Treparel partners offer their users easy access to their full text datasources or line-of-business applications that are bundled with pre-developed Classifiers. Through this pre-classification users can use the Classifiers for quick access to large data sources like newsfeeds, blogs, media libraries, or scientific databases.
KMX is to text and content what Pandora (US) or Spotify (Europe) is to music.
Visualization of results
KMX enables users to visually explore sets of records drawn from an unlimited amount of data and text sources.
Application of the analytical visualizations generated in KMX are:
- Getting better insights in the portfolio of documents and unstructured data
- Create high-quality automated Classifiers, enabling detection of (hidden or unexpected) trends, patterns and relationships
- Find concepts
- Use landscaping and alerting.
The core concept text mining capabilities of KMX does not depend on an intimate knowledge of English grammatical structure or that of any particular language.

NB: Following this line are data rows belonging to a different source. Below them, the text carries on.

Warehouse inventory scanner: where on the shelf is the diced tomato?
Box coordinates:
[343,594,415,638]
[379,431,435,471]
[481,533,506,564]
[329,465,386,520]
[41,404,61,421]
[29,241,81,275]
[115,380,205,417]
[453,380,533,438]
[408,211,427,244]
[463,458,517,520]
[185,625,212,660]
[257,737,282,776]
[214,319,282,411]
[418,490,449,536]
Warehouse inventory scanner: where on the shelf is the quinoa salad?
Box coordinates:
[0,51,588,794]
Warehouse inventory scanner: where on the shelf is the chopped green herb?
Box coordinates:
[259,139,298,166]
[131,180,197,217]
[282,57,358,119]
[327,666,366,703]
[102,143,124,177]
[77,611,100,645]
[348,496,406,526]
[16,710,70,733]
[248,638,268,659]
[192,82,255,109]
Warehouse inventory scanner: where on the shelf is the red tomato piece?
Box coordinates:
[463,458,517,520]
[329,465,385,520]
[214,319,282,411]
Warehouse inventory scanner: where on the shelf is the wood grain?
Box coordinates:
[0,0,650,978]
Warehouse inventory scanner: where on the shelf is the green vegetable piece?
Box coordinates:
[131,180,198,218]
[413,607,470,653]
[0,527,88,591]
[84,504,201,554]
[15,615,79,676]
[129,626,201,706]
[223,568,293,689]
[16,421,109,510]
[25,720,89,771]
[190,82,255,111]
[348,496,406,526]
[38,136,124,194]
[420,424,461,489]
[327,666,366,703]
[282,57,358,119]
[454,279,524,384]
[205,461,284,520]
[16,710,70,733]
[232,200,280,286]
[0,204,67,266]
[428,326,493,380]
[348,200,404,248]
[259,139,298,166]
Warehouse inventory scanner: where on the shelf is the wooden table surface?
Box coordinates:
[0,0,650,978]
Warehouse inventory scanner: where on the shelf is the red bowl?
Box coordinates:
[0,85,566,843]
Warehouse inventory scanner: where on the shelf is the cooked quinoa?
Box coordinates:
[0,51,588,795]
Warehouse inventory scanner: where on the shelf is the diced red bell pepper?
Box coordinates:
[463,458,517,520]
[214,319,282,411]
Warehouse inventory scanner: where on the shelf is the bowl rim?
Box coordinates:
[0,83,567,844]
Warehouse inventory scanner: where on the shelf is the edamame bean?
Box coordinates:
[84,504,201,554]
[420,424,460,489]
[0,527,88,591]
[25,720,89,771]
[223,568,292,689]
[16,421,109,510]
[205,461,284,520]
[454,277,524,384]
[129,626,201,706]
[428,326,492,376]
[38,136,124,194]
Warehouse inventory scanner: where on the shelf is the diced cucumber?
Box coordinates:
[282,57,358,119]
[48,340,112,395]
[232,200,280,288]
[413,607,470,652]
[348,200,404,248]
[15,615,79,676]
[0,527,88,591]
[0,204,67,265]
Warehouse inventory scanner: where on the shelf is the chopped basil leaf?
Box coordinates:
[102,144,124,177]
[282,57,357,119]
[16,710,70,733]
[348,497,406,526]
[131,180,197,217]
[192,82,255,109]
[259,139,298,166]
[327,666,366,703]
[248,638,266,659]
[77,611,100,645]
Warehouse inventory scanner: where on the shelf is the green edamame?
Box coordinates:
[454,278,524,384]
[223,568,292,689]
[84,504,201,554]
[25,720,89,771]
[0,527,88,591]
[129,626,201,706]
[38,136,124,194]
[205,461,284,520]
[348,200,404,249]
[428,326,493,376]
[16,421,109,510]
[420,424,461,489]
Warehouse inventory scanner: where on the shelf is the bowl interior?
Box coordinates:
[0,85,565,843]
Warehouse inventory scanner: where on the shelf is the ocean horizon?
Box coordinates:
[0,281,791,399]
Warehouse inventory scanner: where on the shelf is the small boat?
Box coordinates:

It treats words as abstract symbols of meaning, deriving its understanding through the context of their occurrence rather than a rigid definition of grammar.
Even, Arabic languages and Asian characters can be handled by KMX. KMX™ handles over more than 30 international languages at this moment, while we continue to support more.
KMX Approach to Language
KMX is based on a advanced pattern-matching technology that exploits high-performance machine learning techniques to extract a document’s digital information content and determine the characteristics that give the text meaning. KMX technology is based on machine learning algorithms and it does not use any form of language dependent parsing or dictionaries. KMX treats words as abstract symbols of meaning deriving its understanding through the context of their occurrence rather than a rigid definition of the language grammar.
KMX develops a statistical understanding of the patterns that occur in the content that it sees over time. The more information KMX has about a particular type of information (e.g. legal terms, pharmaceutical developments, technology, legislation, media etc.) the more understanding it will have of those topics. A new language can be thought of as simply another ‘type’ of information that KMX needs enough material to learn from. Therefore, it is possible to mix more than one language as long as the amounts for each language are sufficient to build its understanding.
The choice of language does not compromise the accuracy of the concepts and output results extracted by the KMX server. The underlying algorithm is the same regardless of the language used.
Semantic computing (in particular semantic search) is ‘search made smarter’ as it boosts accuracy by taming ambiguity via an understanding of context. It delivers the searcher a better match to searched-for content and information.
Semantic computing systems (including semantic search) require the development of knowledge-bases including complex ontologies, annotation tools and data curation processes. Because of the complexity of semantic systems, the results from working with specialized semantic tools are usually black boxes and as such are very inflexible. Training semantic systems is a costly process requiring specialized expertise and very disciplined management, causing long and expensive development processes as they require involvement from subject-matter experts.
KMX Approach to Semantic search
KMX provides a descriptive route to semantics, making sense of information in-the-wild, as generated online, on social networks, and in everyday communications like email, content management systems or application notes. Artefacts of semantic computing like taxonomies, ontologies, thesauruses, controlled vocabularies and metadata can be generated automatically using a statistical approach to term-frequency.